A un certain moment de ma vie je me suis rendue compte que la publicité qui abondait dans les revues féminines découpait sans complexe les femmes en morceaux. En effet, la pub met en scène par le biais d'images sophistiquées, et cela pour vendre, les pulsions plus ou moins secrètes de la société concernant les femmes. Enervée par la désinvolture avec laquelle on les tronçonnait même si ça n'était que sur du papier ou des panneaux aux flancs des bus, j'avais jeté en trois lignes le scénario d'une histoire affreuse et l'avais glissé dans mon dossier Propositions et amorces de nouvelles ou de romans.

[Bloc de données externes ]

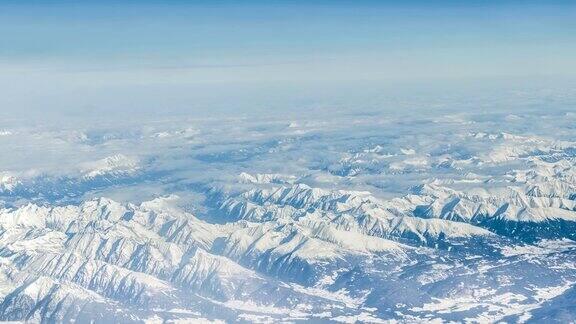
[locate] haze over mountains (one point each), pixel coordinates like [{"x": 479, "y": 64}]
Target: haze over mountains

Le thème me trottait dans la tête, mais il me faisait peur. C'était scabreux, assez morbide. En même temps, le milieu dans lequel se passait l'histoire me plaisait bien : la mode, le coup d'un pouvoir occulte planqué sous les débordements du luxe, quelle magnifique occasion de faire flamber l'imagination ! Le Défilé m'obsédait. Il demeurait en filigrane avec tout ce que j'envisageais de décrire : décors extravagants, vêtements somptueux, parade des filles transfigurées sur le podium, ambiance survoltée des défilés. Et puis, le site même du Défilé, dangereusement encerclé par la ville qui, tapie dans l'enchevêtrement de ses ruelles, attend comme une gueule prête à broyer sa proie.

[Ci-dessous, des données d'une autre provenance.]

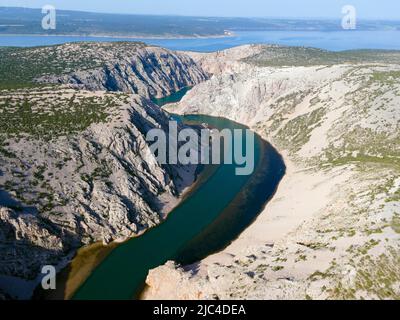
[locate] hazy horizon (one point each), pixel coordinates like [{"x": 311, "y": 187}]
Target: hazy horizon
[{"x": 284, "y": 9}]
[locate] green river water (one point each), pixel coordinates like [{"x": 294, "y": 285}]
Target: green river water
[{"x": 206, "y": 221}]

Différemment de celle de La Dame noire, l'inspiration m'est venue par à coups. J'ai davantage travaillé la structure du roman avant de l'écrire que je ne le fais habituellement. Élaboré l'action par journée pour une concentration du temps maximum et donc un "swing" narratif plus rapide. Patiemment édifié la topographie de la ville où a lieu le Défilé. Serré au plus près les personnages dont le héros, un naïf photographe de mode qui se trouve pris dans une spirale dont on ne sait pas trop s'il s'agit d'un fantasme ou d'une réalité.

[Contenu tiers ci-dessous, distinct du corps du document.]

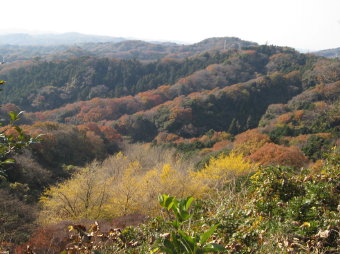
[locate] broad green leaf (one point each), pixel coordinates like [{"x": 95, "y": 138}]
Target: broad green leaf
[{"x": 204, "y": 237}]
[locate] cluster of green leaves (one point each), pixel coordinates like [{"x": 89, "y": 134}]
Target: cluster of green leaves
[
  {"x": 287, "y": 209},
  {"x": 13, "y": 143},
  {"x": 180, "y": 240}
]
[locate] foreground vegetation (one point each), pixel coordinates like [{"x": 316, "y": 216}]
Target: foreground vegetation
[
  {"x": 242, "y": 154},
  {"x": 273, "y": 209}
]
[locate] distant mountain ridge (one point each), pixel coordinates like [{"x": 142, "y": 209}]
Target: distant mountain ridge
[
  {"x": 330, "y": 53},
  {"x": 121, "y": 49}
]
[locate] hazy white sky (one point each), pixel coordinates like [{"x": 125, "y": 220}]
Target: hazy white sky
[{"x": 304, "y": 24}]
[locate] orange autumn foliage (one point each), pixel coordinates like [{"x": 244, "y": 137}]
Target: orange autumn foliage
[{"x": 272, "y": 154}]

La création de ce mix de polar, d'hommage à l'art et à la Haute Couture, m'a maintenue sur la crête de l'imagination pendant des mois. Paul, Franz, Miss Moon, le liftier aveugle et Monica ont envahi ma vie, mon temps, dopé mon énergie. J'ai pénétré peu à peu dans les relations électriques entre ces personnages. Je me sentais transportée dans cette cité mégalomane où le sang ruisselait silencieusement entre les plis de la soie ou du velours...
Le concierge fit appeler la directrice de l’établissement, Miss Moon. Elle s’avança vers moi avec un sourire amical puis s’empara de ma valise, me précédant jusqu’à ma chambre. ...suite
— Votre nom et l’agence qui vous accrédite, je vous prie, Monsieur.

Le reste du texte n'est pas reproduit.